"Nanti, kalo udah melahirkan anak kedua dan kembali ke rumah sendiri, kamu harus punya asisten rumah tangga. Repot lho, punya bayi sama batita tanpa ART, nanti kamu ngga bisa ngapa=ngapain."
Begitu yang berulangkali dikatakan ibu mertua menjelang kelahiran anak kedua saya. Bukan hanya beliau, beberapa orang lainpun menyarankan hal yang sama.
Asisten Rumah Tangga. Sebenarnya sudah sejak lama saya berencana menggunakan jasanya. Tapi, mencari ART kan tidak gampang. Beberapa tetangga saya yang juga mencari buktinya belum kunjung dapat. Ada yang udah punya, sekalinya si ART ijin pulang kampung sebentar malah nggak balik-balik.
Melihat fenomena sulitnya mencari ART, saya sih mencoba lebih santai dan meyakini bahwa saya pasti bisa menjalani hari-hari dengan baik meskipun tanpa ART.
Saya memang ibu rumah tangga yang tidak bekerja di luar rumah, tapi di rumah saya berkarya. Sebelum melahirkan anak kedua, saya rajin ngeblog dan nulis untuk media. Pengennya sih setelah melahirkan ya tetep rajin juga. Bahkan saya sudah menetapkan resolusi 2014 saya yaitu menerbitkan buku solo non fiksi.
Tapi... bisa gitu, ngurus rumah, suami, dua orang anak, terus masih nulis juga. Ngga punya ART loh. Saya sih meyakini kuncinya ada di manajemen waktu.
Menjadi ibu rumah tangga adalah main job saya, dan menulis adalah pekerjaan lain di luar itu, yang tentu saja dilakukan setelah pekerjaan utama saya tuntas dalam sehari.

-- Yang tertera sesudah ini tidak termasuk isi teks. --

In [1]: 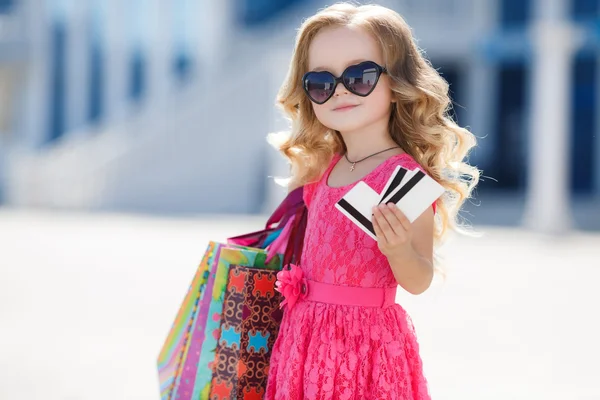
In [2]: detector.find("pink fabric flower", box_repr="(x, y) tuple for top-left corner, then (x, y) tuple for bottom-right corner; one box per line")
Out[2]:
(275, 264), (308, 309)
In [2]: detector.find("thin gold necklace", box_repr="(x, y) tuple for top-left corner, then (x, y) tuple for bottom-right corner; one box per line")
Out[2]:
(344, 146), (400, 172)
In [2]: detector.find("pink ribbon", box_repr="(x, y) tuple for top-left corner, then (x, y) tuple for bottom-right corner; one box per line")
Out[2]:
(266, 215), (296, 263)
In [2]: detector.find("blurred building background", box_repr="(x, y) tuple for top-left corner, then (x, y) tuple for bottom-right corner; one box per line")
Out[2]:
(0, 0), (600, 230)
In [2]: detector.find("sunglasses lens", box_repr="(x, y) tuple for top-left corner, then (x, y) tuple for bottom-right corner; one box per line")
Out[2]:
(343, 62), (379, 96)
(304, 72), (335, 103)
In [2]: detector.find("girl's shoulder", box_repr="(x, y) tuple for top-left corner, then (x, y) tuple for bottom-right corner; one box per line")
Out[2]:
(302, 154), (341, 207)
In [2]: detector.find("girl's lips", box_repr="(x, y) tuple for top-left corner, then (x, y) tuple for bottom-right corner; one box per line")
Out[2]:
(333, 104), (358, 111)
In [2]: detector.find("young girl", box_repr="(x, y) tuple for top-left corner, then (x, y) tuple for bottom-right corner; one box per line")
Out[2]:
(265, 4), (479, 400)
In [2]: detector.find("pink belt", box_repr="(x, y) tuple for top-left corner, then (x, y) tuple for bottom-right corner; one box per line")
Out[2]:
(275, 264), (397, 308)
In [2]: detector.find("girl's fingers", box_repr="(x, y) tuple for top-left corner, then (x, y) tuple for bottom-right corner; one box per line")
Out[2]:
(373, 215), (387, 245)
(388, 203), (411, 231)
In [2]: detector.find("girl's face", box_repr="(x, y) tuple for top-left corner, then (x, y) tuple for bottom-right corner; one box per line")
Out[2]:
(305, 27), (393, 133)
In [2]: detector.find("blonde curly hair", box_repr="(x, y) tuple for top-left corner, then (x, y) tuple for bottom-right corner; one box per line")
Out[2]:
(268, 3), (479, 243)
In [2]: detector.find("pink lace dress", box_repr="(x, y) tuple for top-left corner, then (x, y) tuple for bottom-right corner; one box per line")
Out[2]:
(264, 154), (430, 400)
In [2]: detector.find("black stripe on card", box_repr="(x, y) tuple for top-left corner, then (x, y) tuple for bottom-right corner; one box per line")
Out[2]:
(379, 167), (406, 204)
(387, 171), (425, 204)
(338, 198), (375, 235)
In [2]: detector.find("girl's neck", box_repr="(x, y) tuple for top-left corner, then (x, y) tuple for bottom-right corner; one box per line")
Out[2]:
(340, 123), (400, 160)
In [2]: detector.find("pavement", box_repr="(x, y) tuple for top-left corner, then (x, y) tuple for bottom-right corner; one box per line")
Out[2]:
(0, 209), (600, 400)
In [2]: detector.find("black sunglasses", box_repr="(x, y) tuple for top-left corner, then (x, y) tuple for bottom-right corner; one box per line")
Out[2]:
(302, 61), (387, 104)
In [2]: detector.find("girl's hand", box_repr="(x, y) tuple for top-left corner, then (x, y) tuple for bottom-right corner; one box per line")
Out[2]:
(373, 203), (414, 261)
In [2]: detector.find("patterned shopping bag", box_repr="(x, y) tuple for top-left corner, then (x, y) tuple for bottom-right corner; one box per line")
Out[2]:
(210, 266), (283, 400)
(192, 248), (282, 400)
(157, 242), (221, 400)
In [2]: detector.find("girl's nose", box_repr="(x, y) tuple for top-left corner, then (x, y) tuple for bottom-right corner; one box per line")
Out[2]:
(334, 82), (348, 96)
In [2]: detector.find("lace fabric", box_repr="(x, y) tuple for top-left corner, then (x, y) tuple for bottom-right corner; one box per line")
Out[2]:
(265, 154), (430, 400)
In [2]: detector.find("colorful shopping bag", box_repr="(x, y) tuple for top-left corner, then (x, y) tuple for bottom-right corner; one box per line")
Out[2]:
(157, 188), (306, 400)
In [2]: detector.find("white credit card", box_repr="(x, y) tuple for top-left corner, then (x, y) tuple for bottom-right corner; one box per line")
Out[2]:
(383, 169), (445, 223)
(335, 181), (380, 240)
(377, 166), (417, 204)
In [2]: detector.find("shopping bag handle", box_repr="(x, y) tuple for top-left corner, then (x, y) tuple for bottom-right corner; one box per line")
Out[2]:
(227, 186), (304, 248)
(265, 186), (304, 229)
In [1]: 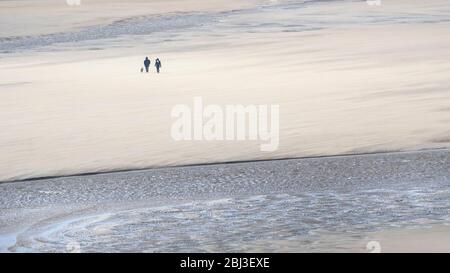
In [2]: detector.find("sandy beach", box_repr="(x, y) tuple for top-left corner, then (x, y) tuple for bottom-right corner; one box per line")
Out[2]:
(0, 150), (450, 253)
(0, 0), (450, 252)
(0, 1), (450, 181)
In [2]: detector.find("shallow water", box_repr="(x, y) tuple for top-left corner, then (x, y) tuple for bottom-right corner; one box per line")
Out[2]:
(6, 188), (450, 252)
(0, 0), (450, 53)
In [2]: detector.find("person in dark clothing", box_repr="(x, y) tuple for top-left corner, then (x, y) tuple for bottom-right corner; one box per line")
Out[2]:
(155, 58), (161, 73)
(144, 57), (151, 73)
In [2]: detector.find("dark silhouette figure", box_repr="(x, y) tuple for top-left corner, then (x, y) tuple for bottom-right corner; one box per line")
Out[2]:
(155, 58), (161, 74)
(144, 57), (150, 73)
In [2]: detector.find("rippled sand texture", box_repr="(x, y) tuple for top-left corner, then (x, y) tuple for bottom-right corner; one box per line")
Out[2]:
(0, 0), (450, 181)
(0, 150), (450, 252)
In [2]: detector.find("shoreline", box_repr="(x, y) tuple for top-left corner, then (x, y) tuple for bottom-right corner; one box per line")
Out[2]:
(0, 147), (450, 185)
(0, 149), (450, 252)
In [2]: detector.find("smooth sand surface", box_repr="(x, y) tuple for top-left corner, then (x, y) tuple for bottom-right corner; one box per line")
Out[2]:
(0, 1), (450, 181)
(0, 149), (450, 252)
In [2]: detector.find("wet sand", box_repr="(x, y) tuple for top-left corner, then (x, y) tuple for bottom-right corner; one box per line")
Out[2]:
(0, 1), (450, 181)
(0, 150), (450, 252)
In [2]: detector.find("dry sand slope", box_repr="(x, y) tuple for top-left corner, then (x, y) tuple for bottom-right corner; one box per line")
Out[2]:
(0, 0), (450, 181)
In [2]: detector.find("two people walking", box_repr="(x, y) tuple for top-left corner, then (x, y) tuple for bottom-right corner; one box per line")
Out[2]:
(141, 57), (162, 74)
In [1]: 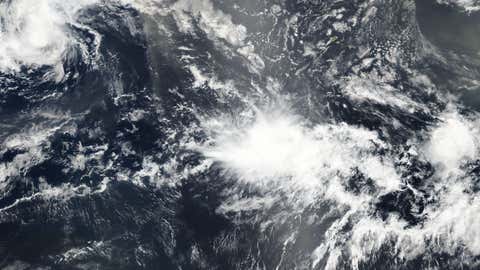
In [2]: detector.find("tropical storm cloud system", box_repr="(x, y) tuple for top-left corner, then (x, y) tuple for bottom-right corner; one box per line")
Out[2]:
(0, 0), (480, 270)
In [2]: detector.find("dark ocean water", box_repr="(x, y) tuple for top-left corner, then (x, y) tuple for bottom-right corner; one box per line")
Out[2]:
(0, 0), (480, 270)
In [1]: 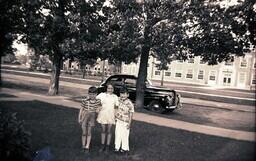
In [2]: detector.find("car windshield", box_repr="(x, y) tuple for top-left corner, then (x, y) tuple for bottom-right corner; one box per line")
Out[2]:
(101, 76), (152, 87)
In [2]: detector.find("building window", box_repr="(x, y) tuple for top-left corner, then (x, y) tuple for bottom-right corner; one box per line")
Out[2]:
(240, 58), (247, 68)
(186, 69), (193, 79)
(197, 70), (204, 80)
(239, 73), (246, 84)
(155, 70), (160, 75)
(225, 60), (233, 66)
(188, 58), (195, 63)
(252, 74), (256, 84)
(175, 71), (182, 78)
(200, 58), (205, 64)
(165, 72), (171, 77)
(209, 71), (216, 81)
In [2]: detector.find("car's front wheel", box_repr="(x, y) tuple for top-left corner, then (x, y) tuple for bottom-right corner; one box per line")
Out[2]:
(148, 100), (165, 113)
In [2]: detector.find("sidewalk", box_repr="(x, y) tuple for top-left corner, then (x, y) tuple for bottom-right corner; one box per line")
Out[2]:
(0, 88), (255, 142)
(3, 74), (255, 112)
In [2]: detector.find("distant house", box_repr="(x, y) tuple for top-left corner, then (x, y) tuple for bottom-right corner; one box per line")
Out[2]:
(63, 59), (121, 76)
(122, 51), (256, 89)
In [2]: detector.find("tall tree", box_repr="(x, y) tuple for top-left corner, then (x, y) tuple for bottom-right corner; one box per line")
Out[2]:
(107, 0), (255, 107)
(0, 0), (24, 86)
(23, 0), (71, 95)
(24, 0), (107, 95)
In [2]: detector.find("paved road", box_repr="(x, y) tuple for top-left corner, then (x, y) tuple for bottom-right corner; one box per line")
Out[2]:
(2, 69), (255, 101)
(0, 88), (255, 142)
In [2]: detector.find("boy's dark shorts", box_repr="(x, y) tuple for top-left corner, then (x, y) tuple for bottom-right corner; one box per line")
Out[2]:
(82, 112), (96, 128)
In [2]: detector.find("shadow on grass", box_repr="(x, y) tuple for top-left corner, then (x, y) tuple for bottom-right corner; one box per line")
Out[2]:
(0, 101), (255, 161)
(0, 93), (16, 98)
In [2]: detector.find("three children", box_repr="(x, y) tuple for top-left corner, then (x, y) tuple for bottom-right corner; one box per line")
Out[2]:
(78, 84), (134, 153)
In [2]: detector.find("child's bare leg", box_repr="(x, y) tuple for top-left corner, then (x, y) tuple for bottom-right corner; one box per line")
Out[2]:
(107, 124), (112, 146)
(85, 126), (92, 149)
(101, 124), (106, 145)
(106, 124), (112, 152)
(99, 124), (106, 152)
(82, 125), (87, 148)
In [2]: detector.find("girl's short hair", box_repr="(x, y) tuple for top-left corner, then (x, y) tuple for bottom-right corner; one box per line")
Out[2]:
(120, 87), (129, 93)
(88, 86), (97, 93)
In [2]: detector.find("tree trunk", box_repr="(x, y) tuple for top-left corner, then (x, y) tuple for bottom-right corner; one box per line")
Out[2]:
(161, 70), (164, 86)
(135, 46), (150, 108)
(101, 60), (105, 82)
(0, 55), (2, 87)
(82, 65), (86, 79)
(48, 53), (62, 96)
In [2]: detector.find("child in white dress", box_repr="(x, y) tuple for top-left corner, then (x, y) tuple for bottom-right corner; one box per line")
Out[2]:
(96, 84), (118, 152)
(115, 88), (134, 154)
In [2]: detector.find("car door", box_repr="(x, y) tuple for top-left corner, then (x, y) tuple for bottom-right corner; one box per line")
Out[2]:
(124, 78), (137, 101)
(108, 76), (124, 96)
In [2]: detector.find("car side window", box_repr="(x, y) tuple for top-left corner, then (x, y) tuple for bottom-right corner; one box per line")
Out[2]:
(109, 77), (123, 86)
(125, 78), (136, 87)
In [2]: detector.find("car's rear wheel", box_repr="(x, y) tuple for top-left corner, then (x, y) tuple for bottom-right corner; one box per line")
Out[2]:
(148, 100), (165, 113)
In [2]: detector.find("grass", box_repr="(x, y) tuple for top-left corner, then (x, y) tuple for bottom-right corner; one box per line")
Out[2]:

Dari pagi sampai sore waktu saya pastilah akan dihabiskan sebagian besarnya untuk anak-anak. Kalau pas mereka tidur siang, emaknya mulai berjibaku berbenah rumah. Nah malam hari sewaktu mereka terlelap barulah saya bisa menulis dengan tenang. Targetnya tidak usah yang muluk-muluk, sehari satu cerita pendek saja. Tiga puluh hari terkumpul tiga puluh cerita. Setelah itu tinggal diedit, kirim ke penerbit, dan tunggu jawaban. Sambil menunggu ya nulis lagi...
Yang paling berat adalah menahan godaan untuk tidak ikutan tidur atau tertidur ketika nemenin mereka bobo *menatap bantal dengan nanar.
Dalam meraih mimpi seringkali harus ada yang dikorbankan. Kita tinggal memilih apa yang mau dikorbankan. Dan saya lebih memilih mengorbankan waktu tidur saya, yang asalnya delapan jam sehari atau mungkin lebih *dih kebluk amat yak, dipangkas jadi empat sampe enam jam sehari. Saya baca-baca di artikel kesehatan, engga masalah kok, yang penting tidurnya berkualitas dan tetap menjaga asupan gizi. Ya, ntar kalo udah bener-bener tepar bisa dibantu dengan minum kratingdaeng lah hahaha.
Ya, saya tidak mau sedikitpun mengorbankan waktu bersama keluarga terutama anak-anak. Saya ingin menjadi emak yang selalu ada buat mereka. Tapi di sisi lain saya juga ingin resolusi 2014 saya tercapai. Make it Real. Yakin bisa, aamiin.